2.4. Hippocampal segmentation and feature extraction
The bilateral hippocampal segmentation was performed using an MRI template, which was proposed by the Johns Hopkins Department of Radiology and drawn in standard MNI space manually by PMOD software (PMOD 4.002, Technologies Ltd., Zürich, Switzerland). 26 The hippocampal volume, mean CBF, and mean SUVR of each subject were calculated for region of interest (ROI)‐wise analysis. For each modality, 1316 features were extracted respectively within the left and right hippocampus, including 18 first‐order features, 14 shape‐based features, 75 texture features, 186 Laplacian of Gaussian (LoG) features, 744 wavelet features, and 279 local binary patterns (LBP) features. The quantitative radiomics features were calculated using the PyRadiomics package which was implemented in Python 3.8.1.
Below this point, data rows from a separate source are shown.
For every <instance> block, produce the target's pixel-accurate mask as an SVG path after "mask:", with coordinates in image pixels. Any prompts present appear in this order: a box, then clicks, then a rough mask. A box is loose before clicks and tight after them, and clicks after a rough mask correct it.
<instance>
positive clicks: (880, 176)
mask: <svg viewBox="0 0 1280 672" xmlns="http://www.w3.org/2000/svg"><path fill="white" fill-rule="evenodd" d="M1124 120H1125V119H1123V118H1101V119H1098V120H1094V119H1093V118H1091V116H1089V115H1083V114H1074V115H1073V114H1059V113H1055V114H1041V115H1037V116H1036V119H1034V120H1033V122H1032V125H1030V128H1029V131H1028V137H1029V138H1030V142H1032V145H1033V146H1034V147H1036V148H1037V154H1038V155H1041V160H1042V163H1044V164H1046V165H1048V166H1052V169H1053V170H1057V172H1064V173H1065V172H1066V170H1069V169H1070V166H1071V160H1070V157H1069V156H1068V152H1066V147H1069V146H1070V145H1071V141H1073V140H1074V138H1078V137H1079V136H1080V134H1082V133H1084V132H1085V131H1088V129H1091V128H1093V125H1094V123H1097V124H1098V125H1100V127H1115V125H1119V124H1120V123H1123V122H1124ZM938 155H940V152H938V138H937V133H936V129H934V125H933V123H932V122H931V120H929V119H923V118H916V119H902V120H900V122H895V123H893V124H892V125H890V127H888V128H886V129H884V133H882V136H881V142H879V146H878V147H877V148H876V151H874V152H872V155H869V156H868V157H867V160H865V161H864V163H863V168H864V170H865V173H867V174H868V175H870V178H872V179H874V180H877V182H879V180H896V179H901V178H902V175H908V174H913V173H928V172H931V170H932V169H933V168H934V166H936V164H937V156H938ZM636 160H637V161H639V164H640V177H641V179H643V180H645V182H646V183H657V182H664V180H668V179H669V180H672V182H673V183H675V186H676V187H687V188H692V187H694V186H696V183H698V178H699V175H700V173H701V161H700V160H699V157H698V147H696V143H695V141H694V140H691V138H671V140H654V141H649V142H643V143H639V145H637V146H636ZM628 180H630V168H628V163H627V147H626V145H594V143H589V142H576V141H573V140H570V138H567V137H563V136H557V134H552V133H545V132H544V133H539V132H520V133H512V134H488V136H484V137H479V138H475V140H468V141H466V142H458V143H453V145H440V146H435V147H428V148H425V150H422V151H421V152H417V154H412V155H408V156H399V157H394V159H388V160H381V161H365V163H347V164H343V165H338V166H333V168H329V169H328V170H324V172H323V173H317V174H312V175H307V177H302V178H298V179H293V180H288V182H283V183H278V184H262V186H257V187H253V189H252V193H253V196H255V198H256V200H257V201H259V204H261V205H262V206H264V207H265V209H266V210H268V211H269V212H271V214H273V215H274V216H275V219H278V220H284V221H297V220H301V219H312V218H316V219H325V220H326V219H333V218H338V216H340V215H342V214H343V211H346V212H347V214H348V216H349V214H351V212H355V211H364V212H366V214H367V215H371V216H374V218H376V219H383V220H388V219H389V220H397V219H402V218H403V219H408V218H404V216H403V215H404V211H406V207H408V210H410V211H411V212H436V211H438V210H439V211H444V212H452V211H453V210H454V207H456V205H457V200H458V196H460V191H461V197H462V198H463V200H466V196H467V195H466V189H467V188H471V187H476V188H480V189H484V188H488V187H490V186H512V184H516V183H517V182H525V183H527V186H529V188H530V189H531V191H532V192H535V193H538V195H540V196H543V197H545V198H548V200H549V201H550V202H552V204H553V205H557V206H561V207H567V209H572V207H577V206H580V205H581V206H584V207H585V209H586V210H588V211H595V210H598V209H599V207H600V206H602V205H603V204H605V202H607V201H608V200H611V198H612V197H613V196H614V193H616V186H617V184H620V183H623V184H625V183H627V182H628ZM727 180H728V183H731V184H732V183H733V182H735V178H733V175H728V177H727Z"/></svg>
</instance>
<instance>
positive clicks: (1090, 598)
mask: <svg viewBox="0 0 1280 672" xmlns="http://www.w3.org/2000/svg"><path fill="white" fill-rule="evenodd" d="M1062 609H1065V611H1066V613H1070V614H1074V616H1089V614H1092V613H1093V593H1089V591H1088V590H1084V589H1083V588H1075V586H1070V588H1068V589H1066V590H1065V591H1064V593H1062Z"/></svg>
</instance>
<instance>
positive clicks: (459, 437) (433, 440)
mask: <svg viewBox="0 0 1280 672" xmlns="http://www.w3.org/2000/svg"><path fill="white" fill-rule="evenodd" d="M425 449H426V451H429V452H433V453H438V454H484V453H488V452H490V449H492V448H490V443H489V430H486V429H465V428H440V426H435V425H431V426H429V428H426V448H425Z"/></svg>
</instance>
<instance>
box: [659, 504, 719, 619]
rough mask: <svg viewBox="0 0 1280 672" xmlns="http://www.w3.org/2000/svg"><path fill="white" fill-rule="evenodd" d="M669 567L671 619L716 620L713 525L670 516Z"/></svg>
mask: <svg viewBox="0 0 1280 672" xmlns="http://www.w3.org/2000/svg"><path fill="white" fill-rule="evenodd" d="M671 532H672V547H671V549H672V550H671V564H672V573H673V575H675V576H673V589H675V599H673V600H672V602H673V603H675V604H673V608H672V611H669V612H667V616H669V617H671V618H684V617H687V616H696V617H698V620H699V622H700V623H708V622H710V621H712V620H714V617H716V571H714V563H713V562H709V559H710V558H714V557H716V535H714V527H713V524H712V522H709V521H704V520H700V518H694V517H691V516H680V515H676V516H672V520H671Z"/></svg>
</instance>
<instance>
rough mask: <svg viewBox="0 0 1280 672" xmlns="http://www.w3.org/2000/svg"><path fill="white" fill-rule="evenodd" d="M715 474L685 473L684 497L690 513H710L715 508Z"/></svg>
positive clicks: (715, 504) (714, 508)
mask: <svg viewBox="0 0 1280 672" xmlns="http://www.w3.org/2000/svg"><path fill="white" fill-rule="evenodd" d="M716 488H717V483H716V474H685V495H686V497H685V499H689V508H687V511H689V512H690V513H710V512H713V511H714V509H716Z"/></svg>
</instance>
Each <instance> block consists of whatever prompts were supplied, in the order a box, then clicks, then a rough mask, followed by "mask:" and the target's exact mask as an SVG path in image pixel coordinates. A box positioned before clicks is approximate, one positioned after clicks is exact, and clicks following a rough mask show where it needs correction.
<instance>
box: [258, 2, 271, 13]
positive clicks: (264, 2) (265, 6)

2.5. Feature selection and radiomics model
For feature selection, two feature selection methods, Max‐Relevance and Min‐Redundancy (mRMR) and Least Absolute Shrinkage and Selection Operator (LASSO) were employed. Initially, mRMR was utilized to filter the redundant and irrelevant features. Then LASSO was employed to select the optimized subset of features by choosing the regular parameter λ and determining the number of the feature. Once the number of features was determined, the most predictive subset of features was selected and the corresponding coefficients were evaluated.
The logistic regression (LR) models were trained to classify AD from HC, AD from aMCI, aMCI from HC with five‐fold cross‐validation. The data of all subjects were randomized into training groups and testing groups in a ratio of 7:3. Based on the features extracted from 3D T1WI, 18F‐FDG PET, and CBF images, the classifiers were divided into multiple categories: 3D T1WI classifier, 18F‐FDG PET classifier, CBF classifier, MRI classifier which consisted of 3D T1WI and CBF, and multimodal classifier which combined all categories. And the clinical classifier consisted of clinical information.
2.6. Statistical analysis
The statistical analysis was performed using R 3.6.1 software. The metrics of the area under the receiver operating characteristic curve (AUC) with 95% confidence interval (CI), accuracy (ACC), sensitivity (SEN), specificity (SPE), positive predictive value (PPV), and negative predictive value (NPV) were evaluated to assess the performance of the LR model. The radiomics score (Rad‐Score) for each participant was calculated by summing the selected features of LR models which were weighted by their coefficients.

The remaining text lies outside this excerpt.